Wrapping everything in a function

For simplicity, I’ve consolidated all the steps into a single function that automates the creation of a wordcloud using just your first and last name. Enter the first and last name of the researcher whose research you want to visualize at the top of the code chunk (assigned to objects “FirstName” and “LastName”), and then run the rest of the code. The function will handle all additional steps, and output a wordcloud.

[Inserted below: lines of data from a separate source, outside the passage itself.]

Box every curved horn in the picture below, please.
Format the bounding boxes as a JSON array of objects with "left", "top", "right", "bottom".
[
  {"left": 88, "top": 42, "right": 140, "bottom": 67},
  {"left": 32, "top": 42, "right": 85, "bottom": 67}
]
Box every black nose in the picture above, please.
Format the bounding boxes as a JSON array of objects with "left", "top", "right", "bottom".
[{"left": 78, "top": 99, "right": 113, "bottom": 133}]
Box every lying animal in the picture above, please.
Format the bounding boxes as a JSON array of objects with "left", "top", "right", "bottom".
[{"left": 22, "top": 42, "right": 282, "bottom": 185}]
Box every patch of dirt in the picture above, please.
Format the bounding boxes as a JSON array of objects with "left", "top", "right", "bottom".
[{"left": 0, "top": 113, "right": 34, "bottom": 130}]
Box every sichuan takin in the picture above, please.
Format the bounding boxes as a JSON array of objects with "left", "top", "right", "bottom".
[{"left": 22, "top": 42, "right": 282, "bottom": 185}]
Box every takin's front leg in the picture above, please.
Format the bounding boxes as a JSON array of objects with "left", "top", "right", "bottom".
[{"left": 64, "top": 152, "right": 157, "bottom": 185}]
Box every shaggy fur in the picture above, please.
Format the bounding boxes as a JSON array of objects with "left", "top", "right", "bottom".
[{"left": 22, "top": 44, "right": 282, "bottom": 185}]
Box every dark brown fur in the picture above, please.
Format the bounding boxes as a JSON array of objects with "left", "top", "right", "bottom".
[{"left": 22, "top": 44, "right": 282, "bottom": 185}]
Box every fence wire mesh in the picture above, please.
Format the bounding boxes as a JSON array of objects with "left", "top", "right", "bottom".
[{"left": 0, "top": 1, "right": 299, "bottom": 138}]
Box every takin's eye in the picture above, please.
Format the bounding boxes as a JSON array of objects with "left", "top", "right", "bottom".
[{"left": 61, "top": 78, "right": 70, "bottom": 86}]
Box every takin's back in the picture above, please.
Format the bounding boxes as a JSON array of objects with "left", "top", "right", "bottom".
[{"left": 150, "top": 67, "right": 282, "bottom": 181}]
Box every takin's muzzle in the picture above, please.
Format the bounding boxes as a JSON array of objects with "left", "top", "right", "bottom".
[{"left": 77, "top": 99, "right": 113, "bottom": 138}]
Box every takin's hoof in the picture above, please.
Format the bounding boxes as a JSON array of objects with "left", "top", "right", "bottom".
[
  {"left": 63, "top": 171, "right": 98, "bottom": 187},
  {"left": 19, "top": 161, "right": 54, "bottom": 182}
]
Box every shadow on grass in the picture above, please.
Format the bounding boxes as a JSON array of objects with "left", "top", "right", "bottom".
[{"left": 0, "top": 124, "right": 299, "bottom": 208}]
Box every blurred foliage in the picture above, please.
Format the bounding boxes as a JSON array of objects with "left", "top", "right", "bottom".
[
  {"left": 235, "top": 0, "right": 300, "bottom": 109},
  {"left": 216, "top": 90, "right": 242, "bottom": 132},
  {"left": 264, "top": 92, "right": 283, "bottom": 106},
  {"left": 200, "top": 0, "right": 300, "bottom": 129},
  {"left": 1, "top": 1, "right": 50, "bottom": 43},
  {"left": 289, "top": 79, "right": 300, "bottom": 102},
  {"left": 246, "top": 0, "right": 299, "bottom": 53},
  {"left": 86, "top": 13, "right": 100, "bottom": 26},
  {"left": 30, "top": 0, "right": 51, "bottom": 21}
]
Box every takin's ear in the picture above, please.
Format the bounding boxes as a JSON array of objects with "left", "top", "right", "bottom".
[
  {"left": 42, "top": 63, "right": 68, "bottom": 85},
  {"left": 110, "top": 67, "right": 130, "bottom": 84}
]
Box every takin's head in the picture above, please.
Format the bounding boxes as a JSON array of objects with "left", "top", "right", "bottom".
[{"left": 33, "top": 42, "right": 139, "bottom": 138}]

#####################################################################
####### Please input the first and last name of a researcher ########
#####################################################################

FirstName<-"Zak"  
LastName<-"Witkower"

########################################################################################
#### After assigning a name above, run the rest of the code to create the function: ####
########################################################################################

#load libraries
require(scholar)
require(tibble) 
require(tm)
require(tidytext)
require(tidyverse)
require(wordcloud2)
require(randomcoloR) 

#Create function
GoogleScholarWordCloud<-function(first,last){
  
  #Get ID number from name
  IDnumber<-get_scholar_id(first_name = first, 
                           last_name = last)
  
  #Get publications
  Mypublications<-tibble(get_publications(IDnumber))
  
  #Add abstracts
  Mypublications$abstract<-rep("initialize", nrow(Mypublications))
  for (i in 1:nrow(Mypublications)) {
    Abstracts <- get_publication_abstract(id = IDnumber, 
                                          pub_id = Mypublications$pubid[i])
    ifelse(length(Abstracts) == 0, NA, Mypublications$abstract[i] <- Abstracts) 
  }
  
  #Create Corpus
  MyAbstracts.corpus<-VCorpus(VectorSource(Mypublications$abstract))
  
  #Create TDM from corpus
  MyAbstracts.TDM<-TermDocumentMatrix(MyAbstracts.corpus,
                                      control = 
                                        list(removePunctuation = TRUE,  
                                             stopwords = TRUE,
                                             tolower = TRUE,
                                             stemming = F,
                                             removeNumbers = TRUE))
  #Tidy TDM
  MyAbstracts.TDM<-tidy(MyAbstracts.TDM) %>% 
    group_by(term) %>% 
    summarise(count,count = sum(count)) %>% 
    unique()%>%  
    ungroup() %>%
    arrange(desc(count))    
  
  #retain top 100 most frequently used words
  MyAbstracts.TDM<-head(MyAbstracts.TDM, 100) 
  
  #create wordcloud
  wordcloud<-wordcloud2(MyAbstracts.TDM,
             fontWeight = "bold",  #bold all items
             rotate = 0,           #max rotation of words 
             size=.75,             #size of wordcloud
             fontFamily = "Times", #font of wordcloud   
             color = randomColor(nrow(MyAbstracts.TDM), #create color palette
                                 hue = "random", 
                                 luminosity = "dark")) 
  
  return(wordcloud)
  }

##################################################################
### Run the function we just created, using the assigned name ###
##################################################################

GoogleScholarWordCloud(FirstName, LastName)

############################ End. ###################################